Trait dissociation as a predictor of induced dissociation by ketamine or esketamine in treatment-resistant depression: Secondary analysis from a randomized controlled trial.
R. Mello, Mariana V F Echegaray, A. P. Jesus-Nunes, G. C. Leal, G. Magnavita, F. Vieira, A. T. Caliman-Fontes, Manuela Telles, Lívia N F Guerreiro-Costa, B. Souza-Marques, I. D. Bandeira, C. Santos-Lima, R. Marback, F. S. Correia-Melo, A. Lacerda, L. Quarantini
Journal of Psychiatric Research May 8, 2021 DOI: 10.1016/j.jpsychires.2021.05.014 via Semantic Scholar
Summary
Dissociative symptoms are common side effects of ketamine and esketamine used for depression. In adults with treatment-resistant depression randomly assigned to a single 40-minute infusion of either esketamine 0.25 mg/kg or ketamine 0.5 mg/kg, those with higher trait dissociation (measured by the Dissociative Experience Scale) had a greater risk of experiencing induced dissociation (measured by the Clinician-Administered Dissociative States Scale). Every 5-point increase in trait dissociation was associated with a 10.9% increase in induced dissociation. Subjects with high trait dissociation had a 1.41 times higher risk of induced dissociation and a 3.05 times higher risk of very high induced dissociation. Induced dissociation was not a serious adverse effect.
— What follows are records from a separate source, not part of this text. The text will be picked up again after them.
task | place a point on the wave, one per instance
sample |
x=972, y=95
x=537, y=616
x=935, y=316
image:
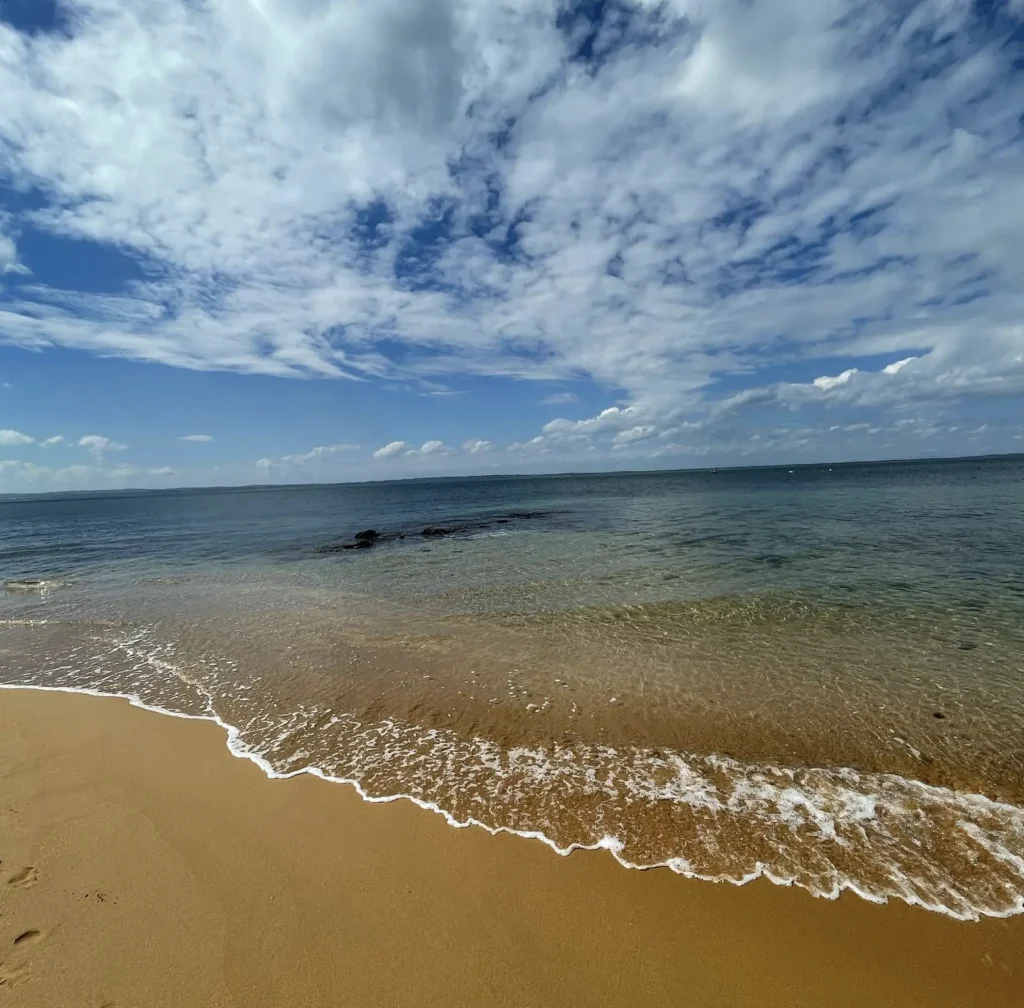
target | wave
x=705, y=816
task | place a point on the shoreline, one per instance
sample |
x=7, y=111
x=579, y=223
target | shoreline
x=159, y=873
x=241, y=751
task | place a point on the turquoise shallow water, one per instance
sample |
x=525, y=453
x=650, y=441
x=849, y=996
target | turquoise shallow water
x=813, y=674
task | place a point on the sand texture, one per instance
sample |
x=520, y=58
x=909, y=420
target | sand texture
x=142, y=865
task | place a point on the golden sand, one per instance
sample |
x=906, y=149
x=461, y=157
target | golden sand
x=141, y=865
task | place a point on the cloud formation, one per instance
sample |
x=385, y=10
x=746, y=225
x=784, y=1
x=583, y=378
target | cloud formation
x=676, y=200
x=98, y=446
x=391, y=450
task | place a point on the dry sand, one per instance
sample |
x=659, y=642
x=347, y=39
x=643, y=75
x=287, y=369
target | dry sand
x=143, y=866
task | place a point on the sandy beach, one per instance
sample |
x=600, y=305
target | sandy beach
x=142, y=865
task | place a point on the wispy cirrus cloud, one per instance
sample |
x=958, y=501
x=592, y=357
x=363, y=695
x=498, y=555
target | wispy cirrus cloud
x=676, y=200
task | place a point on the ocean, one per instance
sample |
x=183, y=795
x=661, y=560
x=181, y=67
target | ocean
x=811, y=674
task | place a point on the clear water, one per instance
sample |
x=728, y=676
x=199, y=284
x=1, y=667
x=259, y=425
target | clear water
x=813, y=674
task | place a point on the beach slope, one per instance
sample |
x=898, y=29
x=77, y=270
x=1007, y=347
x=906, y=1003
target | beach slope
x=142, y=865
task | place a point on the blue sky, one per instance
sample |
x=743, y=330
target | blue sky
x=254, y=241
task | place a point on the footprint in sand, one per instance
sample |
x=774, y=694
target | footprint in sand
x=13, y=967
x=24, y=878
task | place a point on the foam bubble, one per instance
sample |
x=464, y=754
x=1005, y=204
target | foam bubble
x=705, y=816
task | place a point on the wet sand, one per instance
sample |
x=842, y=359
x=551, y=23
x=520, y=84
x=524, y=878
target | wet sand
x=142, y=865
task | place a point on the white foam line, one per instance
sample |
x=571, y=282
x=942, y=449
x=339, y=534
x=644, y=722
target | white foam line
x=611, y=844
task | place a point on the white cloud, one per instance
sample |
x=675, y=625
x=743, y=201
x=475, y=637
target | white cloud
x=432, y=448
x=9, y=262
x=827, y=382
x=305, y=461
x=390, y=450
x=632, y=434
x=16, y=474
x=731, y=185
x=99, y=446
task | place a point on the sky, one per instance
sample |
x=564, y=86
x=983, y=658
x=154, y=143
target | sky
x=285, y=241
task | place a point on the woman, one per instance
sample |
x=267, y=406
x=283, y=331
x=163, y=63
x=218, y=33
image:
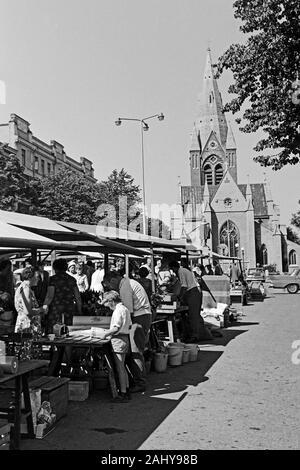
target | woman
x=27, y=307
x=63, y=298
x=81, y=279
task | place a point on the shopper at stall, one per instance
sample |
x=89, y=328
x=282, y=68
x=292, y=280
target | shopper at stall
x=41, y=287
x=148, y=265
x=209, y=270
x=81, y=279
x=27, y=307
x=63, y=298
x=145, y=281
x=97, y=278
x=134, y=297
x=192, y=296
x=234, y=273
x=217, y=268
x=72, y=268
x=119, y=329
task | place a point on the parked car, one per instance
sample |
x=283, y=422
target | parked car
x=255, y=274
x=291, y=281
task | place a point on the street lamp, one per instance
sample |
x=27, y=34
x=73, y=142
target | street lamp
x=144, y=128
x=243, y=257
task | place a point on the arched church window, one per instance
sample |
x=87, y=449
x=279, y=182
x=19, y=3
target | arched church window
x=218, y=173
x=292, y=257
x=208, y=174
x=229, y=236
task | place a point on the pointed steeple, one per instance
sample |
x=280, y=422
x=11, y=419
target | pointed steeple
x=230, y=141
x=211, y=116
x=195, y=140
x=206, y=196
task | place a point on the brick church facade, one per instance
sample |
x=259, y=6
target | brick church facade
x=243, y=219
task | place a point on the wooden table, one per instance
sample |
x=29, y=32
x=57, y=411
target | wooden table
x=170, y=315
x=60, y=345
x=21, y=385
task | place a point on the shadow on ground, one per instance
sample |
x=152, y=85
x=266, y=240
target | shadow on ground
x=101, y=425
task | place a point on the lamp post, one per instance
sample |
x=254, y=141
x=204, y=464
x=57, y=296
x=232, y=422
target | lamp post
x=243, y=258
x=144, y=127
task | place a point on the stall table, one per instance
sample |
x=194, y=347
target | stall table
x=80, y=341
x=21, y=385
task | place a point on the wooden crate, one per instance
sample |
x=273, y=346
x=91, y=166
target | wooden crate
x=56, y=391
x=78, y=390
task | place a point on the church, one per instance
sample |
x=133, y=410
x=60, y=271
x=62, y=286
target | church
x=219, y=213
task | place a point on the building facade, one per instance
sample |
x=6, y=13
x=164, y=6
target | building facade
x=39, y=158
x=244, y=220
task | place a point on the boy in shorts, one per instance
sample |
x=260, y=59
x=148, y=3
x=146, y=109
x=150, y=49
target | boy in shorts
x=119, y=332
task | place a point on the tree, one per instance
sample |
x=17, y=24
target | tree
x=121, y=193
x=16, y=189
x=266, y=82
x=67, y=196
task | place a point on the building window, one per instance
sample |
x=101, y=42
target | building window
x=218, y=173
x=23, y=152
x=292, y=257
x=229, y=236
x=208, y=174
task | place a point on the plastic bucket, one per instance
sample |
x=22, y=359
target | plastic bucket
x=193, y=352
x=160, y=362
x=175, y=355
x=186, y=355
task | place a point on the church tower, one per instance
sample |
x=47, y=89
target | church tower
x=213, y=146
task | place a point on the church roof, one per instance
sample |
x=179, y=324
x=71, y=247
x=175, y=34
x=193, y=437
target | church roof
x=194, y=195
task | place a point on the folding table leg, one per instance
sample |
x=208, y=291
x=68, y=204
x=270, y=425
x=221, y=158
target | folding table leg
x=111, y=377
x=15, y=433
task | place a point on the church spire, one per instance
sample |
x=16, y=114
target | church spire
x=211, y=116
x=230, y=141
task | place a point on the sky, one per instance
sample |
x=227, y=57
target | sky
x=72, y=67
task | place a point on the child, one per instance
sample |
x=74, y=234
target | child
x=119, y=331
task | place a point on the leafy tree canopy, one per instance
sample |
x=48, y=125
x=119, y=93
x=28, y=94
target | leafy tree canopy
x=266, y=81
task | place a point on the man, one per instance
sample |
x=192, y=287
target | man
x=192, y=296
x=148, y=265
x=97, y=278
x=134, y=297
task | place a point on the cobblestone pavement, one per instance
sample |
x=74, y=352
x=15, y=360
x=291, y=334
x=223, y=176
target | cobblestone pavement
x=242, y=394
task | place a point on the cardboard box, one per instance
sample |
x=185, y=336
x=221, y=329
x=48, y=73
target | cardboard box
x=55, y=390
x=78, y=390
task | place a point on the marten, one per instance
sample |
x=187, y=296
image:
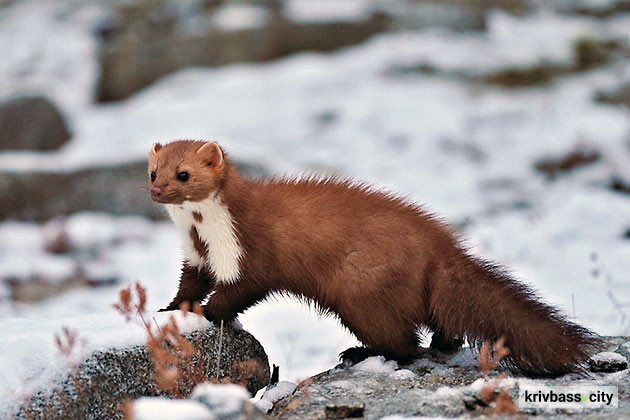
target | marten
x=383, y=265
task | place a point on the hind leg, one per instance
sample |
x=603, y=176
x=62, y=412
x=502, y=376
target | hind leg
x=443, y=341
x=386, y=336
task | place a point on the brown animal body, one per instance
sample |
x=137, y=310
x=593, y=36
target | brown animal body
x=383, y=265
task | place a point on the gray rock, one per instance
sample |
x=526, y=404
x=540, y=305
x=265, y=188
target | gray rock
x=608, y=362
x=143, y=40
x=116, y=189
x=419, y=389
x=107, y=379
x=31, y=123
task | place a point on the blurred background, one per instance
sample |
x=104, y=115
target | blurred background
x=508, y=118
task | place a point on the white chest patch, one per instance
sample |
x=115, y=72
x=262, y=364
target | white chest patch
x=216, y=230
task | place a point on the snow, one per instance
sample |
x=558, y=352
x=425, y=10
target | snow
x=239, y=17
x=156, y=408
x=224, y=400
x=608, y=357
x=29, y=358
x=403, y=374
x=399, y=417
x=311, y=11
x=465, y=149
x=275, y=393
x=376, y=364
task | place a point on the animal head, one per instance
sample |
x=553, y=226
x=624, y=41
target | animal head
x=185, y=170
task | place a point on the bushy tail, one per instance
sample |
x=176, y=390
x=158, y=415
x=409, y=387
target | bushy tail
x=479, y=301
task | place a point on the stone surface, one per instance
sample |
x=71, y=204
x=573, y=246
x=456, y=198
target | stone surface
x=115, y=189
x=31, y=123
x=437, y=385
x=107, y=379
x=143, y=40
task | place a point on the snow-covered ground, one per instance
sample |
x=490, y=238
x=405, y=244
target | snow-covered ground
x=467, y=150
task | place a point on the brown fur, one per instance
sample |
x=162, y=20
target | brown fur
x=197, y=216
x=384, y=266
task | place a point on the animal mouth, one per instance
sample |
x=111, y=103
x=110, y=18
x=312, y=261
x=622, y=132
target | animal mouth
x=158, y=196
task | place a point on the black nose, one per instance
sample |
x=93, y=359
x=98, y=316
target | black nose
x=156, y=192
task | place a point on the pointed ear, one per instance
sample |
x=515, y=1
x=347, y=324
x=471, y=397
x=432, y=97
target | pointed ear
x=212, y=154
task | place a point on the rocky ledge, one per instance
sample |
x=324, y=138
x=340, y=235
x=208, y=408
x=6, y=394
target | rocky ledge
x=100, y=385
x=444, y=386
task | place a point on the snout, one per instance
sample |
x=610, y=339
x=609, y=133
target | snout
x=156, y=193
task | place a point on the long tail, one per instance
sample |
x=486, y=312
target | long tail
x=477, y=300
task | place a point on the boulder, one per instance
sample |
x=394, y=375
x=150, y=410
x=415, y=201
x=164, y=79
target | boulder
x=107, y=379
x=31, y=123
x=143, y=40
x=440, y=385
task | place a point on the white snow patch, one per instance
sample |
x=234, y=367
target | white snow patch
x=400, y=417
x=240, y=17
x=403, y=374
x=224, y=400
x=29, y=358
x=444, y=392
x=157, y=408
x=376, y=364
x=608, y=357
x=328, y=10
x=274, y=394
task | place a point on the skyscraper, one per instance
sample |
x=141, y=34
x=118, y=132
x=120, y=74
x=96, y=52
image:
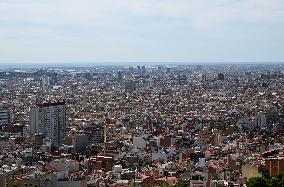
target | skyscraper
x=49, y=119
x=5, y=117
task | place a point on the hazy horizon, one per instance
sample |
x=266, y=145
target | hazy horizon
x=167, y=31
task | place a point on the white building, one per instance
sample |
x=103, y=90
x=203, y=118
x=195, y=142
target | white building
x=140, y=141
x=50, y=120
x=4, y=116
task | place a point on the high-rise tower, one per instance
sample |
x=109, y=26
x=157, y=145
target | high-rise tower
x=49, y=119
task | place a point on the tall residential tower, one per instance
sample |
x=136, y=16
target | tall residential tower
x=49, y=119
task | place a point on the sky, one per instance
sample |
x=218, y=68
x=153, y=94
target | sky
x=152, y=31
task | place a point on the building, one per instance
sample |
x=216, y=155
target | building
x=181, y=79
x=119, y=76
x=50, y=120
x=5, y=116
x=96, y=134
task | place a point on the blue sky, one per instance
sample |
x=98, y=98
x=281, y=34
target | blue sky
x=59, y=31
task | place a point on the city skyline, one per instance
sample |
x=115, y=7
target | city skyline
x=109, y=32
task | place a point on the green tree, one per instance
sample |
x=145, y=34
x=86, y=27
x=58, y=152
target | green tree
x=258, y=182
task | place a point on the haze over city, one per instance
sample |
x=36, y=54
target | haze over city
x=150, y=31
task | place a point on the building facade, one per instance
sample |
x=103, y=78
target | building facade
x=49, y=119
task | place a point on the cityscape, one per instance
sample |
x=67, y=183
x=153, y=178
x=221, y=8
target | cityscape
x=141, y=93
x=142, y=125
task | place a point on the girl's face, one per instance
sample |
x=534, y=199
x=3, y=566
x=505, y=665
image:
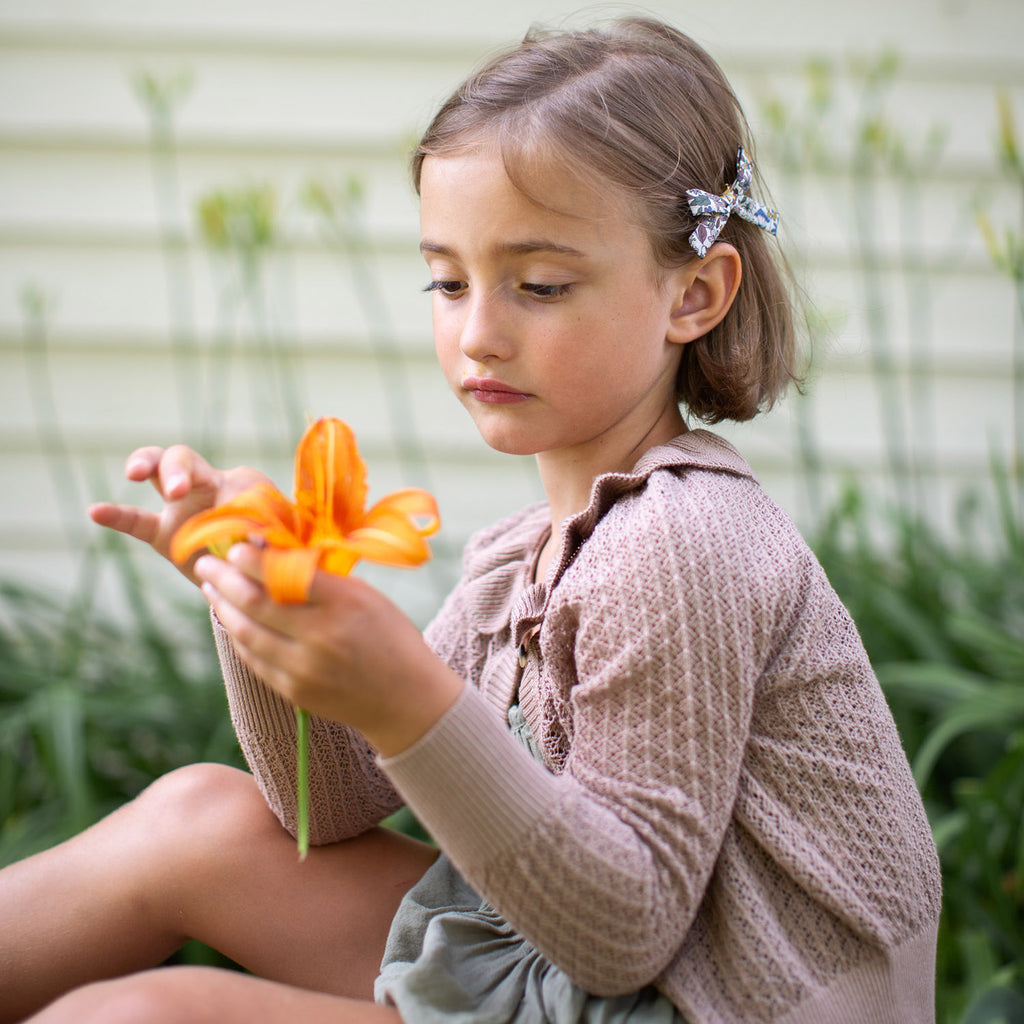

The findings suggest screening for trait dissociation and counseling patients on risks.
Study at a glance
| Characteristics | Randomized controlled trial Peer reviewed |
|---|---|
| Sample size | 61 |
| Population | Adults with treatment-resistant depression |
| Keywords | Medicine Psychology |
| Citations | 22 |
| Key finding | Trait dissociation predicts induced dissociation by ketamine or esketamine in treatment-resistant depression, with higher trait dissociation linked to greater risk. |
Abstract
Dissociative symptoms are common, possibly severe, side effects associated with the use of ketamine and esketamine in depression. We investigated the relationship between trait dissociation and dissociation induced by ketamine and esketamine used as augmentation therapy in treatment-resistant depression (TRD). Adults with TRD were randomly assigned to receive a single intravenous infusion, with a duration of 40 min, of either esketamine 0.25 mg/kg or ketamine 0.5 mg/kg. We assessed trait dissociation with the Dissociative Experience Scale (DES) and, to evaluate induced dissociation, the Clinician-Administered Dissociative States Scale (CADSS) was used. Thirty-two subjects received esketamine and 29 received ketamine. The groups had similar median DES scores (p = 0.26). More than 30% of the patients in both groups had DES scores ≥30 points. The median CADSS score in the esketamine group was equivalent to that in the ketamine group (p = 0.40). Every 5 points increment in the DES was associated with a 10.9% (95% CI 4.5-17.8%) increase in the CADSS, in an exponential fashion when the two groups were pooled together. Subjects with high trait dissociation had a higher risk of induced dissociation state (relative risk [RR] 1.41, 95% CI 1.11-1.78) and very high induced dissociation (RR 3.05, 95% CI 1.14-8.15). Induced dissociation was not a serious adverse effect. The findings suggest that trait dissociation is a predictor of induced dissociation by Ketamine or Esketamine in TRD subjects. Screening for trait dissociation and counseling patients with high trait dissociation on the risks of dissociation by these drugs are recommended.